Récemment, en 1842, M. Mazzini, après un silence de huit années, s’est adressé de nouveau à la jeunesse italienne. Exilé d’Italie, de France, de la Suisse, réfugié à Londres, il établissait une école d’ouvriers et un journal sous le titre d’Apostolato popolare. Des écoles et des journaux, obéissant à la même direction, se sont fondés dans les pays les plus lointains. A Montévideo, l’Italiano compte, à ce qu’on dit, cinq mille abonnés ; des écoles d’ouvriers italiens ont été fondées à Boston et à New-York par d’autres émigrés. Nous retrouvons dans l’Apostolato popolare le jeune homme de 1832 avec toutes ses convictions et tout son dévouement, mais non plus avec la même confiance dans le succès immédiat de ses efforts. Ce n’est pas que M. Mazzini n’ait conservé un grand ascendant sur ses amis. L’obstacle contre lequel il lutte, c’est son propre découragement ; on voit qu’il ne marche plus au combat, mais au martyre. « Il vient de s’écouler, dit-il[1], huit années, longues, funestes, obscures. J’ai vu toute la génération née avec le siècle, élevée dans l’orgueil et la menace, vieillir, s’avilir, s’affaisser dans l’oisiveté patiente de l’esclavage et dans les calculs ignobles de l’égoïsme, qu’elle flétrissait autrefois en paroles.
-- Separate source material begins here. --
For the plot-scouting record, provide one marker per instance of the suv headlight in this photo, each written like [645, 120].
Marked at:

J’ai vu des hommes qui avaient juré la délivrance de l’Italie retomber dans l’inertie parce qu’après deux ans d’efforts tièdes et interrompus ils n’avaient pu créer un peuple. J’ai vu des jeunes gens fervens de cœur et d’esprit qui disaient presque avec insulte aux cendres de nos pères : Nous ferons mieux, et ils reculaient tremblans devant le sang des premiers martyrs en livrant le camp à l’ennemi. Ils avaient des velléités d’espérance et point de foi. J’ai vu le scepticisme, le froid et mortel scepticisme

  1. 31 décembre 1842 : Apostalato popolare.